The four platform assets are pinned by sha256 in fizzbee.sha256 (digests taken from the GitHub release); the installer verifies before extracting. Heads-up: the Linux bundles are large (~290–350 MB, because parser_bin embeds a full runtime), macOS ~36 MB. CI caches .tools/fizzbee keyed on the pin so it downloads once.

This unpacks a self-contained directory under .tools/fizzbee/ (gitignored):

.tools/fizzbee/
  fizz                              -> stable symlink the gate auto-detects
  fizzbee-v0.5.2-linux_x86/
    fizz            # CLI wrapper (entrypoint)
    parser/parser_bin # the .fizz frontend, BUNDLED (no system Python needed)
    fizzbee         # Go model-checker binary
    fizz.env        # resolves the above paths relative to `fizz`
    mbt_gen.zip     # MBT generator (this one DOES need system python)

Keep the directory intact — fizz.env resolves its siblings relative to the fizz wrapper. The gate auto-detects .tools/fizzbee/fizz; override with FIZZBEE_BIN only if you installed elsewhere (point it at the fizz wrapper, not the raw fizzbee binary).
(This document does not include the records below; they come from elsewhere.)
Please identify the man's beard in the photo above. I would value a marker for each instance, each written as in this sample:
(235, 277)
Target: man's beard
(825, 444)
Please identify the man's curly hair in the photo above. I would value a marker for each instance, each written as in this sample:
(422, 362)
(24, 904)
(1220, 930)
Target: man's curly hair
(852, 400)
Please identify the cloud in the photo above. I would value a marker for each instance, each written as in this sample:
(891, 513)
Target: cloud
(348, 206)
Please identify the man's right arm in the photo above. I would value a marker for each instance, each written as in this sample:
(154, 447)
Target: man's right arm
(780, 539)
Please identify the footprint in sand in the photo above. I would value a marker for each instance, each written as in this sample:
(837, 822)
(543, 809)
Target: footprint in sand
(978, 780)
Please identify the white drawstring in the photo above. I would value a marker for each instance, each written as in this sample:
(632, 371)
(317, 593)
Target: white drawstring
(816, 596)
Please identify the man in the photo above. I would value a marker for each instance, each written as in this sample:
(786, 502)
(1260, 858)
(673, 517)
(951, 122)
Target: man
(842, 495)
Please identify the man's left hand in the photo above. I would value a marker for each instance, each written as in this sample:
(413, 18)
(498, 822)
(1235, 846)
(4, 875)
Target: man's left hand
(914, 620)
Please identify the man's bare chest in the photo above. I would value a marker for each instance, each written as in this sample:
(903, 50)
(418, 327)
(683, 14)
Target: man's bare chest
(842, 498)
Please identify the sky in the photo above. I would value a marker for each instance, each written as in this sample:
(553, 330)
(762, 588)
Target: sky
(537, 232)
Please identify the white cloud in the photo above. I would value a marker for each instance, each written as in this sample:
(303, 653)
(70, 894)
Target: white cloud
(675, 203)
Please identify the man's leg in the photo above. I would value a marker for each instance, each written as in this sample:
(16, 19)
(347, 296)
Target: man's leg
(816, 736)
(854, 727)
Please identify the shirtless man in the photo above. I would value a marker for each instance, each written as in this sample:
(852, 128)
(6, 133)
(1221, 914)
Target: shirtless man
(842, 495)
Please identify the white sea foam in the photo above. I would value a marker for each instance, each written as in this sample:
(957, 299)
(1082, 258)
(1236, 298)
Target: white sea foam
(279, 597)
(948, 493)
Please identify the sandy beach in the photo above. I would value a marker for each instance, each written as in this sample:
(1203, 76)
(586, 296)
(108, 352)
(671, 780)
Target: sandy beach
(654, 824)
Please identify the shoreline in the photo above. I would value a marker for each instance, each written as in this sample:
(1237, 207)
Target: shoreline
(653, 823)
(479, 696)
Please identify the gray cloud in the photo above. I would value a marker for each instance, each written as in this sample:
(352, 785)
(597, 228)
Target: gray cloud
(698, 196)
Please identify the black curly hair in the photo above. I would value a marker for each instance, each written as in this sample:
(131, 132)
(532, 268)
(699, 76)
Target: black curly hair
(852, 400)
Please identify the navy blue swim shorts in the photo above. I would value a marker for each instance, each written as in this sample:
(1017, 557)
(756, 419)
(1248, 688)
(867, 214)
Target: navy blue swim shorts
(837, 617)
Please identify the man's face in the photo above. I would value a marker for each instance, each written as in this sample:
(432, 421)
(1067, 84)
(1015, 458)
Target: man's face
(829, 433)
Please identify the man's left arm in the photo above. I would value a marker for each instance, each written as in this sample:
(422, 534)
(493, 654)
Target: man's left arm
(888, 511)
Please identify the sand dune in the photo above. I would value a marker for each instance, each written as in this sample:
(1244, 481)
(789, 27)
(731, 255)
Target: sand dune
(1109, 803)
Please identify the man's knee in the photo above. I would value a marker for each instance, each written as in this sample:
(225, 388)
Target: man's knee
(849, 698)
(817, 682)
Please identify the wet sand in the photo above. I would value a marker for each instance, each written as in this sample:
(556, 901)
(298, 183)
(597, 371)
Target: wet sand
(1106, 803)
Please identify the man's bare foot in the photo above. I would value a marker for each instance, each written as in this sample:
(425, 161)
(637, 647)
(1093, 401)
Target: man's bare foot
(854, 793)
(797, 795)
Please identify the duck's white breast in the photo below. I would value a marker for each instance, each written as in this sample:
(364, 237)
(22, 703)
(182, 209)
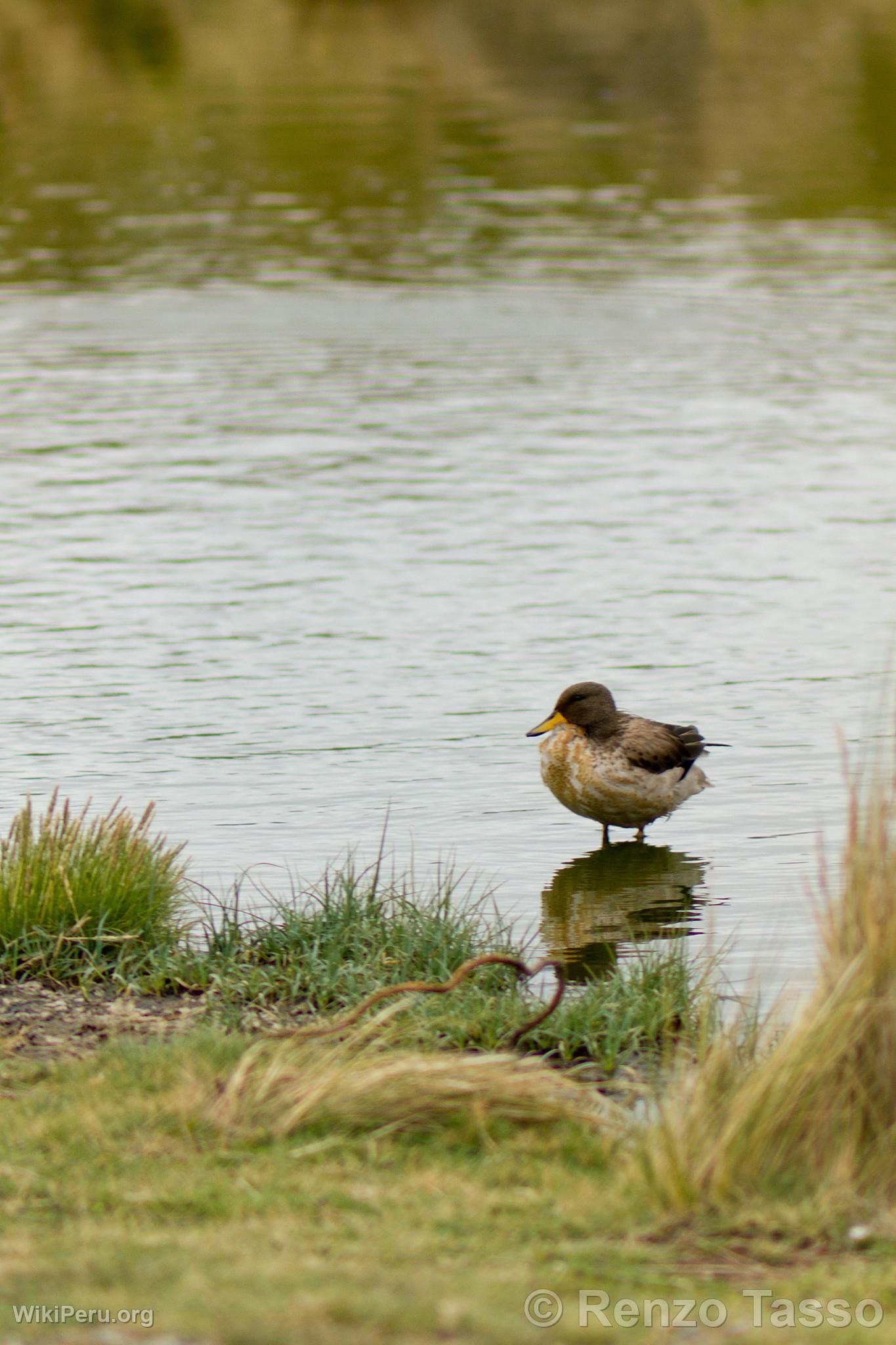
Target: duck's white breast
(601, 783)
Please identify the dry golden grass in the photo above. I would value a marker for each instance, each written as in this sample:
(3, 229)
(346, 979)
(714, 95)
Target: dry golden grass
(368, 1083)
(812, 1106)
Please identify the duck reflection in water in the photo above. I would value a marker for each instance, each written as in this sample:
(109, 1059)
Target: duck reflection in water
(624, 893)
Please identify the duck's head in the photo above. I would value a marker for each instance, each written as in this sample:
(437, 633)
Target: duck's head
(587, 705)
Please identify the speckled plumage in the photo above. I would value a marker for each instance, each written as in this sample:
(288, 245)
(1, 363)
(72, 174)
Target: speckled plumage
(620, 770)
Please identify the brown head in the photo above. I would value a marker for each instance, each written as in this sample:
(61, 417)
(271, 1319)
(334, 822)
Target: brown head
(589, 705)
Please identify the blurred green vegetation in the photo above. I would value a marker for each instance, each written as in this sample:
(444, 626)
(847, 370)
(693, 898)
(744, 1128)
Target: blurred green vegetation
(390, 137)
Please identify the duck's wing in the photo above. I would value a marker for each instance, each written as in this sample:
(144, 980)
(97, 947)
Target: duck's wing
(661, 747)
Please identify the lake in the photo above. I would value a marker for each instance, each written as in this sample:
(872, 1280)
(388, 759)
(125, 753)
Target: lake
(372, 372)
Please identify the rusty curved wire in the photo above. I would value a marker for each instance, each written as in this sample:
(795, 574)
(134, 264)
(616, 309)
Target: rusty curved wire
(441, 988)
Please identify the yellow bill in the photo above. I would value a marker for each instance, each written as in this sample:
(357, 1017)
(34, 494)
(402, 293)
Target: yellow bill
(547, 725)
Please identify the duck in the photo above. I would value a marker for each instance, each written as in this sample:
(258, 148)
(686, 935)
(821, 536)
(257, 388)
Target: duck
(618, 770)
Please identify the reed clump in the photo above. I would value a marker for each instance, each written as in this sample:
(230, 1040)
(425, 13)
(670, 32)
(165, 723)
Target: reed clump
(368, 1083)
(809, 1107)
(79, 892)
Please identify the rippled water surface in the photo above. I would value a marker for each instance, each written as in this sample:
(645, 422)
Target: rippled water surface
(344, 424)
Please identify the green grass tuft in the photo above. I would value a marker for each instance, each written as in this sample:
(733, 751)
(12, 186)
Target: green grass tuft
(79, 896)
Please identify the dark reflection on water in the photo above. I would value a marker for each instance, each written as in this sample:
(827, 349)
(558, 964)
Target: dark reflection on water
(621, 894)
(449, 137)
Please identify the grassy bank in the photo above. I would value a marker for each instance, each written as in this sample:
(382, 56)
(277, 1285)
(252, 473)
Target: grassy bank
(386, 1185)
(102, 906)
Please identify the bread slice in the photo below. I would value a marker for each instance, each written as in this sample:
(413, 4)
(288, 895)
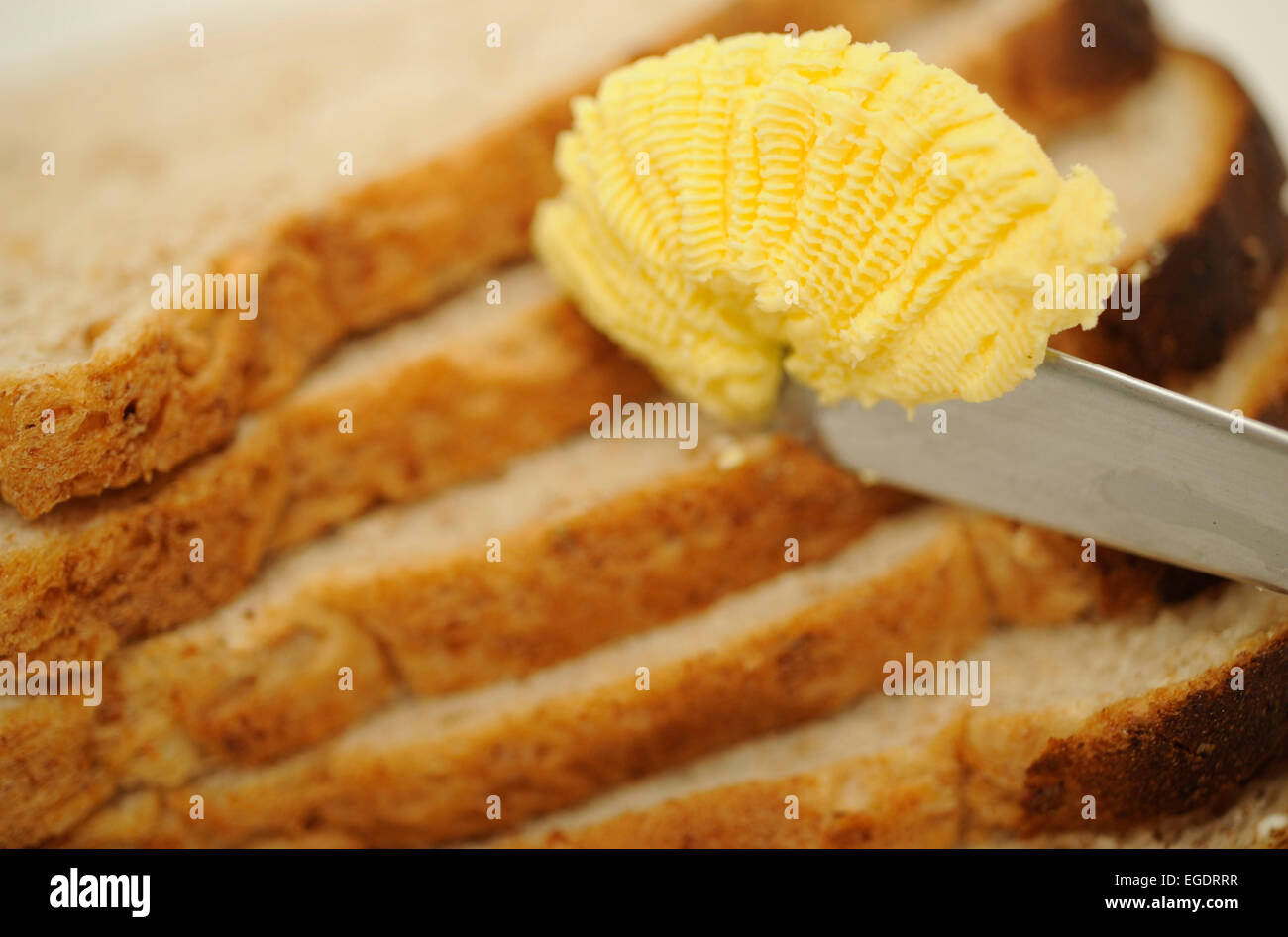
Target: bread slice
(803, 644)
(433, 402)
(1209, 235)
(1140, 717)
(484, 383)
(134, 390)
(1256, 819)
(410, 600)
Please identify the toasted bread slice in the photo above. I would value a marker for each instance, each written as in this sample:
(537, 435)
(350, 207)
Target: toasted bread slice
(1212, 246)
(430, 403)
(803, 644)
(484, 582)
(99, 389)
(1141, 718)
(1256, 819)
(439, 402)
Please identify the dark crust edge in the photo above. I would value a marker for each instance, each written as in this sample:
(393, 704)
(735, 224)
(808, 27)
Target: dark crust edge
(1215, 275)
(1167, 752)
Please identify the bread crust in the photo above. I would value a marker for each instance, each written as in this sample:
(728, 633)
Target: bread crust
(1168, 752)
(178, 386)
(1215, 274)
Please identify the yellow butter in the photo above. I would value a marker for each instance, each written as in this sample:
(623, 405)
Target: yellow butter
(867, 222)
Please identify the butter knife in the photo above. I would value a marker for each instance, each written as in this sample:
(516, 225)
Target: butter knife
(1093, 454)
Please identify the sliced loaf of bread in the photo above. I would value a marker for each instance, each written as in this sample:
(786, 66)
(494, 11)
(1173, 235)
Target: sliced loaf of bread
(99, 389)
(803, 644)
(484, 582)
(399, 415)
(455, 392)
(1146, 720)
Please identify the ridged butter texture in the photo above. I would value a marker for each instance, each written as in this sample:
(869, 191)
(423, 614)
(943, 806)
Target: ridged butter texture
(743, 206)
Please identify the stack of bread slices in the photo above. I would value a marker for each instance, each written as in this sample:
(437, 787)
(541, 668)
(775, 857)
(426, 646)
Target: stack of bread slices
(360, 574)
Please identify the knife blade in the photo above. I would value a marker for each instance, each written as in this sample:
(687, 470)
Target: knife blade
(1093, 454)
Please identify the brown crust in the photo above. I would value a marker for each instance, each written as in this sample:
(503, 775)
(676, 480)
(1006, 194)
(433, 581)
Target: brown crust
(120, 570)
(1168, 752)
(434, 786)
(394, 246)
(658, 553)
(1042, 75)
(910, 803)
(189, 701)
(1215, 274)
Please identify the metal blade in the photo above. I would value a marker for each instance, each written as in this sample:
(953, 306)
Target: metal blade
(1094, 454)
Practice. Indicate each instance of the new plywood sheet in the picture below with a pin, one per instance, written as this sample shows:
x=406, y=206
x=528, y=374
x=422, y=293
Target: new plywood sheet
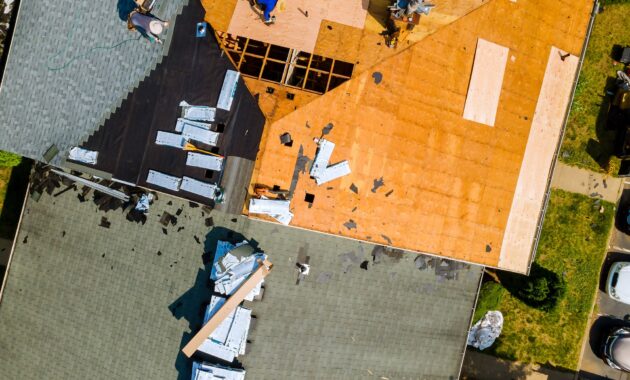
x=486, y=82
x=293, y=28
x=531, y=187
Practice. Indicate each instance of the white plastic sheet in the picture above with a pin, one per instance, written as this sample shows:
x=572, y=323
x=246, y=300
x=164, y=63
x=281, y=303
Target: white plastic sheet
x=483, y=334
x=83, y=155
x=200, y=113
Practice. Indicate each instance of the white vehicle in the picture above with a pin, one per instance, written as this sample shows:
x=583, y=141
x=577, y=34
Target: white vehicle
x=618, y=283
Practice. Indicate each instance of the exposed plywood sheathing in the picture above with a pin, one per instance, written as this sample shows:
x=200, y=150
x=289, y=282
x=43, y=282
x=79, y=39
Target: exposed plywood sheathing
x=337, y=39
x=486, y=81
x=539, y=154
x=447, y=183
x=294, y=27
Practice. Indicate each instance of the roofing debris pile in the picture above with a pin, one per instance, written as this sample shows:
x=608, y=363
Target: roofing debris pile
x=107, y=195
x=194, y=134
x=321, y=171
x=206, y=371
x=279, y=209
x=229, y=339
x=483, y=334
x=233, y=265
First install-fizzbee.sh run prints the computed sha256; record it in fizzbee.sha256 as <sha256> <asset> and commit so later runs verify the pin.

CLI facts (validate against the pinned version — FizzBee is pre-1.0): the CLI is fizz [flags] <spec.fizz> (default = exhaustive BFS); there is no run subcommand. The checker can print FAILED/DEADLOCK while still exiting 0, so the gate scans output for those markers in addition to the exit code. Model-checking needs only the bundled parser_bin (no Python); only mbt-scaffold shells out to system python.

Reproducing the bug the spec catches

Each spec models the correct design, so it passes; each documents how to reproduce the legacy bug it guards against:

  • response_lifecycle.fizz (M3): change atomic func start() to serial func start() — the checker reports AtMostOneLive violated (the dual-writer race). Pinned deterministically in Go by the respcoord "legacy dual-writer characterization" spec.
  • turn_lifecycle.fizz (M2): in Abort, delete self.speech = 0 (clear only the turn, as the legacy discardTurn did) — the checker reports Coupled violated (the speechStarted/turn-open desync that suppressed the next onset).
  • conn_lifecycle.fizz (M1): in Close, delete self.torn = 1 — the checker reports TeardownOnce violated (the legacy double-teardown / double-close hazard when a session reaches teardown from more than one exit path).
  • compaction.fizz (M4): in Trigger, delete the if self.active == 0: guard — the checker reports SingleFlight violated (two goroutines compacting the same overflow concurrently, the race the compacting CAS prevents).
  • tts_pipeline.fizz (M5): in Close, delete the if self.phase == 0 guard — the checker reports WakeOnce violated (a non-idempotent wait() that wakes / joins the worker more than once).
  • session_lifecycle.fizz (hierarchy): in Teardown, delete self.compaction = 2 — the checker reports ChildrenDieWithParent violated. This is the real M4 gap: a fire-and-forget compaction outliving the torn session. The fix is conncoord's teardown cancelling + joining each conversation's compaction (and respcoord/ compactcoord gained an absorbing Terminated state so no child can start after teardown).

Adding another machine

All five mapped machines (M1–M5) have landed. To add a new sealed-state machine:

  1. Add <machine>.fizz here (with an always assertion; verify non-vacuity by breaking one guard and confirming the checker fails).
  2. Implement it as a sealed-state package under core/http/endpoints/openai/.
  3. Add transition-table + Ginkgo/Gomega seeded property conformance tests (one *_suite_test.go bootstrap per package; LocalAI mandates Ginkgo/Gomega).
  4. The gate picks up new *.fizz specs automatically; add the new Go package to the -race test list in scripts/realtime-conformance.sh (and the path filters in .githooks/pre-commit + .github/workflows/realtime-conformance.yml).